Como en toda buena cinta de serie B la frase menos es más alcanza aquí también todo su significado. Y es que el más que probable mísero presupuesto con el que contó Gabel no hace en ningún momento acto de presencia. Al contrario. Puesto que Viviendo el pasado adquiere la semblanza, gracias al buen hacer del debutante actor metido a director, de una película de gran estudio —no me cabe duda que a todos los que habéis visto esta perla del cine en algún momento del metraje os habrá venido a la memoria la magistral Jennie de William Dieterle—, de modo que la cámara se recreará en esos escenarios repletos de brumas y decadencia en los que se desarrolla la trama dando lugar pues un envoltorio pictórico que hipnotiza por su sencillez a la vez que por su fino estilo.
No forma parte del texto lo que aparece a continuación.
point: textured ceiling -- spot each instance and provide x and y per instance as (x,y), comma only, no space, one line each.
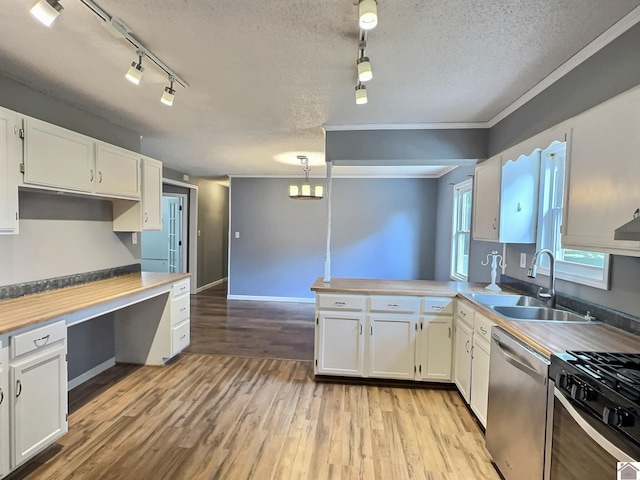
(266,75)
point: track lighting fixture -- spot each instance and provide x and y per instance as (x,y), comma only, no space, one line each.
(46,11)
(361,94)
(135,70)
(169,94)
(368,14)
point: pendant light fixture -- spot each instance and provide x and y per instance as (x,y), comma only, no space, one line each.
(305,191)
(134,74)
(368,14)
(169,94)
(46,11)
(361,94)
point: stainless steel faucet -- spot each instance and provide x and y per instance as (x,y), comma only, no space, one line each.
(550,294)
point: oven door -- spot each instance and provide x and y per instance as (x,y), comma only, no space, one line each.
(579,445)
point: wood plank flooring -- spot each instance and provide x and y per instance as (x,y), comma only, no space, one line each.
(235,417)
(250,328)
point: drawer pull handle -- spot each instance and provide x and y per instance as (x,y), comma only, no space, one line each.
(41,342)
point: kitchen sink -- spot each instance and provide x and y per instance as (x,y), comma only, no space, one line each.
(540,314)
(493,299)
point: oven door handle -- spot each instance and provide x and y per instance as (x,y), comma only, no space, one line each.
(590,431)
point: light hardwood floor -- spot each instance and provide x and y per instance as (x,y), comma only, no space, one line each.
(212,416)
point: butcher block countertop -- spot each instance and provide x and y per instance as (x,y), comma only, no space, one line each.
(17,313)
(545,337)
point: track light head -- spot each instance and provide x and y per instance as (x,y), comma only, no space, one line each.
(361,94)
(364,69)
(134,74)
(368,14)
(46,11)
(169,94)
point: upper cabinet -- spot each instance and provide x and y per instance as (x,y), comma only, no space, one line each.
(505,199)
(603,168)
(59,159)
(9,155)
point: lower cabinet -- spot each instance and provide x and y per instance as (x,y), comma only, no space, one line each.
(37,394)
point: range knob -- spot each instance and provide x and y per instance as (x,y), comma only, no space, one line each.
(616,417)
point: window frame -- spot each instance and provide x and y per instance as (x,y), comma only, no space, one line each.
(459,190)
(548,221)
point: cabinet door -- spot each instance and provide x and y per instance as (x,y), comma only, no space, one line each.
(57,158)
(434,348)
(486,199)
(39,394)
(392,350)
(340,344)
(9,174)
(462,366)
(117,172)
(603,168)
(151,194)
(480,380)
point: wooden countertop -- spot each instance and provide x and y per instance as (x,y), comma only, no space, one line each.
(17,313)
(545,337)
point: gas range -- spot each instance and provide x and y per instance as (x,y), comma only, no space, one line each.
(607,385)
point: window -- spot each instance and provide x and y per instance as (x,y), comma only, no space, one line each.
(587,268)
(461,230)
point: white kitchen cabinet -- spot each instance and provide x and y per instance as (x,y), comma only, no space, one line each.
(434,340)
(602,172)
(145,215)
(391,346)
(480,378)
(505,199)
(9,173)
(38,392)
(117,172)
(154,331)
(340,343)
(462,350)
(57,158)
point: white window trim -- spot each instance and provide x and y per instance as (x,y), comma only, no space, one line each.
(581,274)
(465,185)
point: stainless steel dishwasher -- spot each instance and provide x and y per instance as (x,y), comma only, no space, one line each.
(517,411)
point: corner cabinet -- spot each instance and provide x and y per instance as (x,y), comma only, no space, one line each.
(505,199)
(602,172)
(9,175)
(147,214)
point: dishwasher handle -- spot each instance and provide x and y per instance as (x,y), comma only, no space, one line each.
(516,362)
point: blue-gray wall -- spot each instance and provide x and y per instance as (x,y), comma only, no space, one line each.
(382,228)
(613,70)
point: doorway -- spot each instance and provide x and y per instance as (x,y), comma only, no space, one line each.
(165,250)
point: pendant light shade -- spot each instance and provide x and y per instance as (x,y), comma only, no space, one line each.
(46,11)
(368,14)
(364,69)
(361,94)
(305,191)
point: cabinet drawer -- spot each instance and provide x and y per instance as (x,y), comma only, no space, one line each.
(393,303)
(180,337)
(38,338)
(465,312)
(180,309)
(436,305)
(482,326)
(180,287)
(341,302)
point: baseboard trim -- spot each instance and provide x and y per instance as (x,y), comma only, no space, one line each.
(271,299)
(88,375)
(209,285)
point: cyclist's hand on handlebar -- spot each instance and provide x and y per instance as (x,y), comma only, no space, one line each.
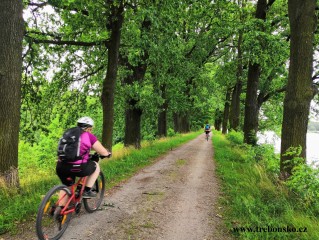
(94,157)
(107,156)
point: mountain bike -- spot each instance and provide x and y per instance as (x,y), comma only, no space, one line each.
(52,220)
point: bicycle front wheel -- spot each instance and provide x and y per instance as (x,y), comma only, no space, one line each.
(92,204)
(50,224)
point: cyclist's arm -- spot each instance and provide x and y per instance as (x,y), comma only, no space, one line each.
(98,147)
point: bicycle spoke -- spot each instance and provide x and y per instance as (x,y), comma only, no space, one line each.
(92,204)
(50,223)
Cuesta etiquetar Viviendo el pasado en un género concreto. Podríamos catalogarla como un cuento gótico donde el hecho fantástico está más que presente. No obstante, para mí el envoltorio principal del film se instala en ese melodrama romántico de época , con ciertos tics noir, que tan buenos resultados cosechó en el Hollywood dorado de los años treinta y cuarenta. Así la cinta arranca con una voz en off que servirá de narrador de la fábula expuesta. Estos primeros compases del film fueron filmados por Gabel con un disfraz onírico ciertamente seductor, dejando que la cámara recorriese los angostos parajes por lo que se mueve el protagonista del film, un joven editor llamado Lewis (interpretado por un Robert Cummings que logra aquí perfilar uno de sus mejores papeles) que arribará en una enigmática góndola a una especie de caserón situado en las orillas marginales de los canales de Venecia. El impetuoso Lewis persigue encontrar unas cartas de amor escritas por un legendario poeta a su enamorada, una vieja que al parecer malvive enclaustrada en su pasado precisamente en la cochambrosa mansión a la que ha aterrizado Lewis.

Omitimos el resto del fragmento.